Dutton’s organization maintains a map of green infrastructure projects—large and small— across the region. Right now, her map has roughly 200 little colored dots—each signifying a rain garden, bioswale or green roof. She’s been cataloging these at schools, hospitals and apartment buildings—adding them to the map when she learns about a new one from a colleague or reading about them in the newspaper.
“If you click on the blue square, you’ll see the project name,” she says. “I was also able to provide the project size, the volume, how much roof-water runoff is being collected. And wherever possible, we went around and snapped pictures.”
But Dutton says very few sites actually are being monitored.
“It’s so expensive to set up the monitoring, and it has to be done over a significant period of time because you want to capture the different seasons and a couple of good storms,” she says.
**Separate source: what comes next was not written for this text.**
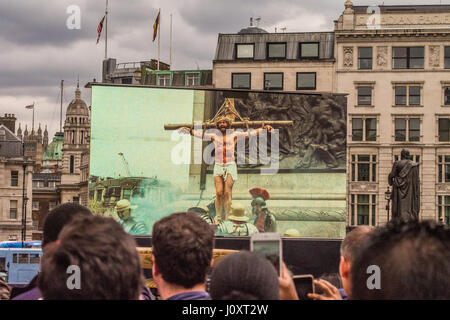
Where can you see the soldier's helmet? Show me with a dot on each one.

As cities spend millions—and in some cases, billions—on these projects, it’s the job of people like James Stitt to make sure they’re working. Stitt is with the Pittsburgh Water and Sewer Authority, and to start monitoring, he says they first need to know how much stormwater is getting into the system now.
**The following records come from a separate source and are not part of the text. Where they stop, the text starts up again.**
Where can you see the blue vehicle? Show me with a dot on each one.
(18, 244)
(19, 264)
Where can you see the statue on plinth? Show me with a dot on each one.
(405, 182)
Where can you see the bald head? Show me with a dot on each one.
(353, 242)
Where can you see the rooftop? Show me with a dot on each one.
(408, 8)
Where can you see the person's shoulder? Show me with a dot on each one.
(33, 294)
“We’re putting some monitors in the sewer pipes in the ground and getting some calculations on what those annual volumes are in that area before we do anything,” he says. “Then, we’re going to continue to monitor that for a year after construction. Every project we do, we want to learn how to do this more correctly and more effectively.”
Pittsburgh’s multi-year “Green First” plan is expected to keep one billion gallons out of the combined sewer system per year. That’s about 10 percent of the problem in Allegheny County, given current conditions. But as the climate changes, experts expect bigger storms and increased rainfall in the region. Still, Stitt thinks the green projects will fare well given those challenges.
“One of the great things about green infrastructure is it’s much more adaptive in those situations than a tunnel project or a large pipe project. That’s a stagnant solution. It’s always going to be that size. The green infrastructure—it’s a little more flexible,” he says.
Stitt says cities with more experience have found that as rain gardens and bioswales mature, they become more effective. That adaptability is one reason the EPA is pushing for more green projects to help flood-prone regions manage extreme weather.
Robert Traver, director of Villanova University’s Urban Stormwater Partnership, monitors green infrastructure with the EPA in Philadelphia. He says their projects are performing better than expected, even on very wet days. He also says a change in rainfall might call for different types of plants in a rain garden or constructed wetland.
“These systems are more resilient and are actually going to be much better for climate change than some of the past practices we’ve used,” he says.
Traver says as storms get more intense, green infrastructure won’t be able to eliminate all the overflows. So cities will likely need reliable systems that combine both gray and green.